The magic of hormones

The Magic of hormones

A couple of weeks ago, I was talking to some friends/colleagues after work, who were questioning me about the bump and the birth. I talked a bit about what a mixed experience the first birth was – I had a blissful epidural for the first 10 hours, but it ran out at the end. I then threw up and passed out when the pain came back, then I lost a litre of blood after Theo was born. Not ideal, I suppose*. They looked fairly shocked – I’ve been back at work for a year, and I do consider them friends and find them very easy to talk to, but I haven’t really talked to them about the birth. I’m not sure if I sold in the whole birth thing as a good idea. But here’s the thing – when they asked me about the next one, I told them the truth: I am really, really looking forward to it.

That’s crazy, isn’t it?

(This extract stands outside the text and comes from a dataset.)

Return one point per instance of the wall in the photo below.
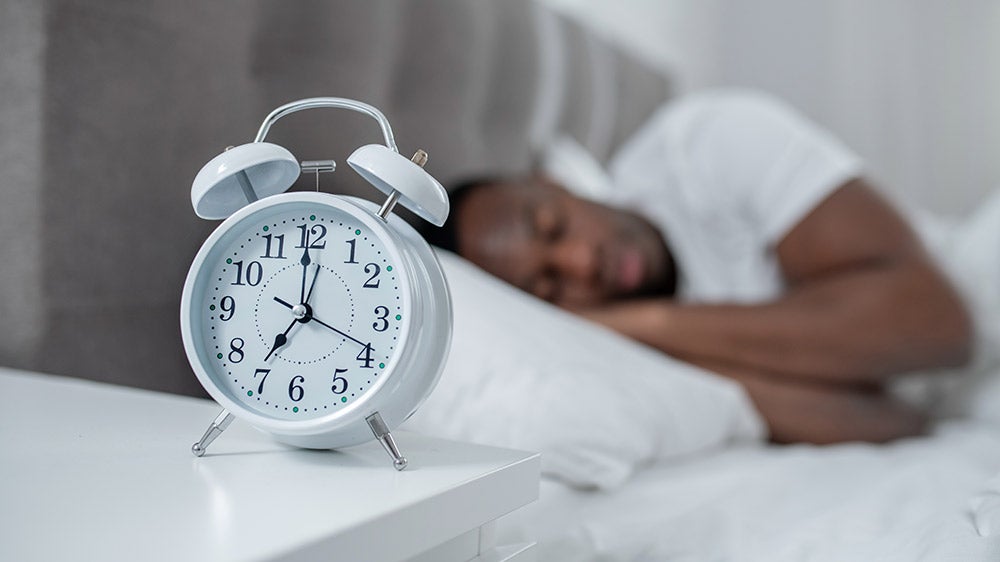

But it’s true. Theo’s birth involved forceps and stitches and there was no calming music or warm birth pool. It wasn’t my dream birth at all. I went to some post-natal NCT classes, and basically used them as post-traumatic stress group therapy sessions to work through how I felt about the whole thing.

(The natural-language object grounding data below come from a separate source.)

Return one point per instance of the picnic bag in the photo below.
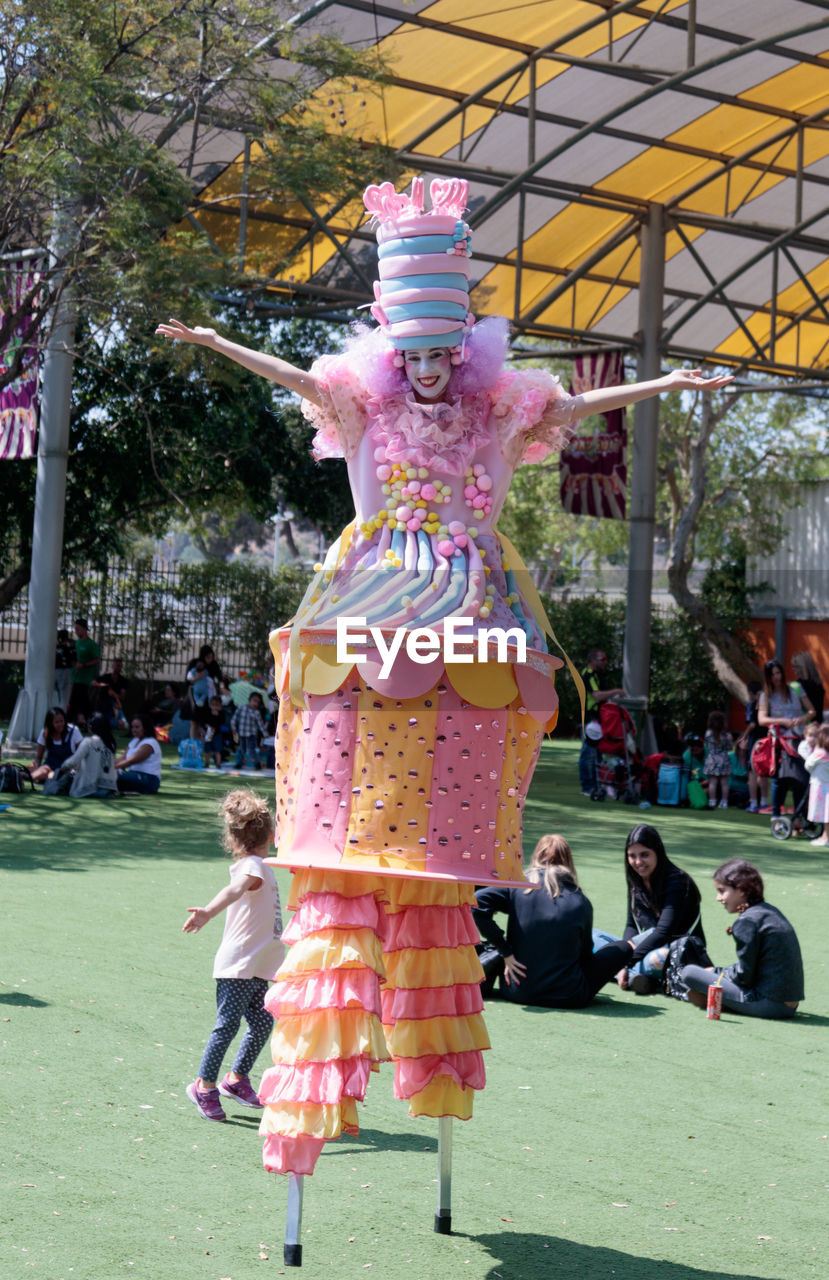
(763, 757)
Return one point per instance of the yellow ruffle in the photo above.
(443, 1097)
(418, 1037)
(325, 1034)
(310, 1119)
(415, 892)
(335, 949)
(440, 967)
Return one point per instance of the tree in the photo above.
(102, 114)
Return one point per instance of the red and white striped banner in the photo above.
(18, 398)
(592, 469)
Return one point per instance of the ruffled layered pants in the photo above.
(379, 968)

But as time has passed, I’ve forgotten the pain. Our antenatal NCT classes weren’t the best, but I do remember one thing that the teacher said, and which has stuck with me. It’s impossible to remember what pain feels like. You might be able to remember that you were in a lot of pain, but if you try and summon up those sensations in your body, you can’t do it. All I can remember is that most of the birth was pain-free and happy, with Peter and I chatting to our midwives while we waited for my body to become dilated. And I remember Theo being placed on my chest when he first came out. And I remember feeding him on a wheelchair as they moved me to the recovery ward. And these memories are all incredibly positive. Maybe  (/definitely) it’s my pregnancy hormones kicking in, but the knowledge that I gave birth to this baby who is now a little boy with such a strong personality all of his own makes me feel amazing, and proud, and happy, and excited for the next one.

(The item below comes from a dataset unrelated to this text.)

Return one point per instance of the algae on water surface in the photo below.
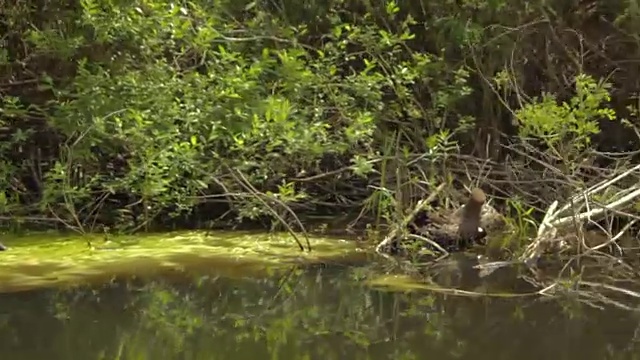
(37, 261)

Who knows what will happen this time around. The midwife has warned that my first birth was very quick, and that my second is likely to be quicker, so there may be no time for an epidural. I’ve started listening to hypnotherapy audio tapes as an alternative to help me manage my stress levels when labour kicks in. That may not help whatsoever. I have no idea. I might need to be induced. The labour might be a nightmarish 3 days long. It’s impossible to predict how it will go. But as long as the end result is a mum and child, both intact and reasonably healthy, then I can’t wait for it to happen.